Choosing the Right MongoDB Shard Key: A Data-Driven Approach
Sharding is how MongoDB scales horizontally — splitting data across multiple servers so no single machine has to handle everything. It works well when done right, but the entire strategy hinges on one critical decision: choosing the shard key.
I built a shard key analyzer that wraps MongoDB’s native analysis commands in an interactive UI, letting you evaluate and compare candidate shard keys before committing. This post covers the concepts behind sharding, what makes a good shard key, the MongoDB commands that help you decide, and how the analyzer ties it all together.
What Is Sharding?
A standalone MongoDB instance or replica set stores all your data on one set of machines. That works until it doesn’t — disk fills up, queries slow down, write throughput hits a ceiling. Sharding splits a collection’s documents across multiple shards (each shard being its own replica set), so reads and writes can be distributed.

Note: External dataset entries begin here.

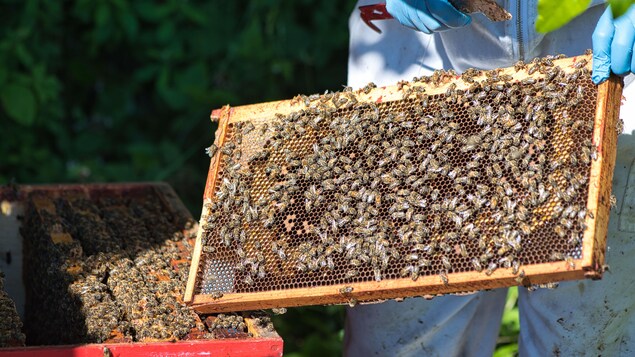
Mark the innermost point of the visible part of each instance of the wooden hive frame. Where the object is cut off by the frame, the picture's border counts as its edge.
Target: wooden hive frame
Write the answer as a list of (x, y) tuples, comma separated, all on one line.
[(589, 265)]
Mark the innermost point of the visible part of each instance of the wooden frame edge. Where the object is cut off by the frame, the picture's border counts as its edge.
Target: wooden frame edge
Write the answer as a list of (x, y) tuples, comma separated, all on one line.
[(601, 177), (428, 286), (223, 117)]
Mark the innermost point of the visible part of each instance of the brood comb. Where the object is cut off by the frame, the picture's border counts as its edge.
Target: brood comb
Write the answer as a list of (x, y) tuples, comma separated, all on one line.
[(445, 184)]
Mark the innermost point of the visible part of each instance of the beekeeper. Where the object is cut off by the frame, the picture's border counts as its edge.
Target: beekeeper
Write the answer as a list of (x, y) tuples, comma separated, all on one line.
[(579, 318)]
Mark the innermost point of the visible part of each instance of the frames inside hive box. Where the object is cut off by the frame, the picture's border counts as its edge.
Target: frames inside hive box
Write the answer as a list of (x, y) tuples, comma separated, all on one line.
[(107, 263), (445, 184)]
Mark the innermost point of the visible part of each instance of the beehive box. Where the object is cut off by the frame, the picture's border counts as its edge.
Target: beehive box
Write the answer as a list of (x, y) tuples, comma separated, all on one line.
[(445, 184), (105, 268)]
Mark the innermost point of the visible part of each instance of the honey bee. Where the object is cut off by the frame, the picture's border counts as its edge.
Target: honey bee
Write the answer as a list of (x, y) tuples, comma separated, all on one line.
[(476, 264), (444, 277), (346, 290), (351, 273)]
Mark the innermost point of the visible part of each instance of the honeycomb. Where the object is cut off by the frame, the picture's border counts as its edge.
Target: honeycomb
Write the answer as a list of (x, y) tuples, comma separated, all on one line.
[(491, 172)]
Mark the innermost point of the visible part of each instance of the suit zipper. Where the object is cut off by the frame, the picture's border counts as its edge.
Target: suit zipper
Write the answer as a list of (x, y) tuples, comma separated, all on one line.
[(519, 31)]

MongoDB uses the shard key — one or more fields present in every document — to decide which shard owns each document. The shard key divides the data into chunks, and MongoDB’s balancer moves chunks between shards to keep things even.
mongos (router)
/ | \
Shard A Shard B Shard C
ch 1-4 ch 5-8 ch 9-12
When a query includes the shard key, mongos routes it directly to the right shard (targeted query). When it doesn’t, mongos broadcasts the query to every shard and merges results (scatter-gather). Targeted queries are fast; scatter-gather queries get slower as you add shards.
Why the Shard Key Matters
The shard key determines three things:
- How data is distributed — whether documents spread evenly or pile up on one shard
- How queries are routed — whether reads hit one shard or all of them
- How writes are distributed — whether inserts fan out or create hot spots
MongoDB supports resharding and refining a shard key if you need to change course after sharding, so you’re not permanently locked in. That said, resharding involves copying data across shards, so it’s worth putting in the effort upfront to choose a good key. Here are the three failure modes a poor shard key can lead to:
Hot spots — If your shard key has low cardinality (few distinct values) or is monotonically increasing (like a timestamp), all new writes land on the same shard. The other shards sit idle while one is overloaded.
Scatter-gather queries — If your application mostly queries by a field that isn’t the shard key, every query hits every shard. Adding more shards makes queries slower, not faster.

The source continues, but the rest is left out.